À cette base industrielle stable s’ajoute une orientation affirmée vers les énergies renouvelables. Le groupe a démarré la mise en service du parc éolien de Boujmil (100 MW), un projet développé en partenariat avec Masen.

D’autres initiatives sont en cours, notamment dans le solaire avec Noor PV II, et dans l’ammoniac vert à travers le projet porté avec l’entreprise néerlandaise Moeve. Ces investissements ne modifient pas encore l’équation financière, mais ils renforcent le positionnement de TAQA Morocco dans la transition énergétique, un aspect de plus en plus scruté par les investisseurs.

« En l’état, l’environnement dans lequel évolue TAQA Morocco reste favorable. Entre la stabilité des prix du charbon, une demande soutenue en électricité et des revenus sécurisés à long terme, l’entreprise dispose d’un socle solide. Après un tel parcours boursier, une phase de respiration serait naturelle. Elle permettrait au marché de digérer cette revalorisation, sans pour autant remettre en cause les fondations qui l’ont rendue possible », estime l’analyste.

Un PER qui reflète plus la confiance que la croissance

« L’appréciation rapide du titre pose aujourd’hui la question de la valorisation. Avec un cours de 2.751 DH au 15 mai, le PER ressort à 61,7 fois les bénéfices de 2024, sur la base d’un résultat net part du groupe de 1.052,8 MDH. C’est un niveau particulièrement élevé, surtout pour une entreprise dont le profil repose sur la stabilité plus que sur la croissance rapide ».

La progression du titre ne s’est pas accompagnée d’un changement marqué dans les volumes. En mai, les échanges quotidiens ont rarement dépassé 10.000 titres. Cela suggère que le mouvement haussier reste porté par des flux ciblés, sans bascule massive de l’ensemble du marché. Si le rythme venait à ralentir, une phase d’attentisme ou de prises de bénéfices ne serait pas surprenante.

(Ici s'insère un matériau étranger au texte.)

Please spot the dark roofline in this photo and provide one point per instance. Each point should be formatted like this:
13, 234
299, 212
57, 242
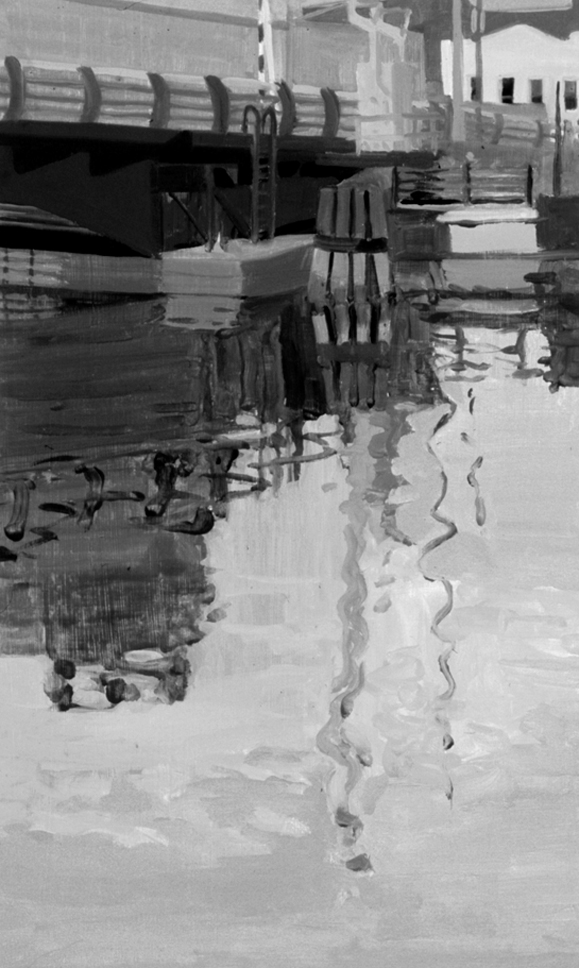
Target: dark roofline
436, 16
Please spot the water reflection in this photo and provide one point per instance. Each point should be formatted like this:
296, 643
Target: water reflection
121, 443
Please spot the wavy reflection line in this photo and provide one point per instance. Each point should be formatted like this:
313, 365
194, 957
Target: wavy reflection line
450, 531
350, 681
479, 504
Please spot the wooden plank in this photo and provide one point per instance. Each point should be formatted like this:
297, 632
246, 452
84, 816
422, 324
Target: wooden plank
377, 213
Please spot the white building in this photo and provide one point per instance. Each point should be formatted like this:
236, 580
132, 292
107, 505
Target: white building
521, 65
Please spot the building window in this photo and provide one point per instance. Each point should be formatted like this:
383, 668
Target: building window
536, 92
570, 95
507, 90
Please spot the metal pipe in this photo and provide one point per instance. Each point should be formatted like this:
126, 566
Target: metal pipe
251, 110
270, 115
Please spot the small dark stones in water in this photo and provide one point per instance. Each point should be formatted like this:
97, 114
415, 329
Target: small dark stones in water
65, 668
132, 693
202, 523
55, 508
66, 698
115, 690
172, 689
360, 864
54, 687
344, 818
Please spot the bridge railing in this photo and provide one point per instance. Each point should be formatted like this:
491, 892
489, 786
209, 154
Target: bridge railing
44, 92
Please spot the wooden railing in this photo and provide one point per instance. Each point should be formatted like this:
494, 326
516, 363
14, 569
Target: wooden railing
30, 92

Des résultats stables qui confortent la trajectoire du titre

La position actuelle de TAQA Morocco dans le trio de tête de la Bourse repose sur une réévaluation progressive de son profil par le marché. Cette réévaluation s’appuie en premier lieu sur la solidité des résultats. En 2024, le résultat net part du groupe s’est établi à 1.053 MDH, en légère hausse, mais surtout avec une rentabilité en amélioration. La marge opérationnelle a atteint 24,2%, contre 20,5% un an plus tôt. Le groupe a tiré parti de la baisse des prix du charbon pour améliorer son efficacité sans dépendre d’une croissance du chiffre d’affaires.

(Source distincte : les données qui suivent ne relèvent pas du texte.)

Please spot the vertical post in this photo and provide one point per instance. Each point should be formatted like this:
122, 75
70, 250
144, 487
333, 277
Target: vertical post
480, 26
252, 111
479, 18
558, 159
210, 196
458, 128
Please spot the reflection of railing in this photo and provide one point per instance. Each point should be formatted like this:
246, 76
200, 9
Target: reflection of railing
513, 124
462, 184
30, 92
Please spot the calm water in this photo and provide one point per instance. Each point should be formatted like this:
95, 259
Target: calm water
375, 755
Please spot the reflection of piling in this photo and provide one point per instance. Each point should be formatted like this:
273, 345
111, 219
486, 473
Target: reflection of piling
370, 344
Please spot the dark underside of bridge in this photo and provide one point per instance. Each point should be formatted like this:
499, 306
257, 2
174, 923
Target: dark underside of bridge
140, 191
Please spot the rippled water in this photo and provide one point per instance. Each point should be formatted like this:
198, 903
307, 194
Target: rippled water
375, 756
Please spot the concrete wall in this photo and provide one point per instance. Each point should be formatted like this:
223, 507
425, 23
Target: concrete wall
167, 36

C’est cette capacité à protéger ses marges dans un environnement de prix en repli qui renforce la perception de robustesse. TAQA continue de produire à pleine capacité, avec un taux de disponibilité de 93%, et ses revenus sont largement sécurisés par des contrats d’achat à long terme avec l’ONEE. Ce modèle assure une visibilité que peu d’entreprises cotées peuvent offrir, ce qui compte dans un marché où la régularité des performances devient un critère d’arbitrage.

Sur le plan financier, la structure reste équilibrée. Le ratio dette nette sur fonds propres s’établit à 39%, avec un levier limité à 1,6x l’Ebitda. L’entreprise conserve ainsi une capacité d’investissement sans remettre en cause sa politique de distribution. Le dividende proposé pour 2025, en hausse à 37 DH par action, s’inscrit dans cette logique de continuité.

Ce socle opérationnel et financier stable explique en grande partie pourquoi le titre a pu attirer progressivement plus d’investisseurs. À ce niveau de capitalisation, le marché ne valorise pas une croissance rapide, mais une combinaison de régularité, de visibilité et de positionnement stratégique.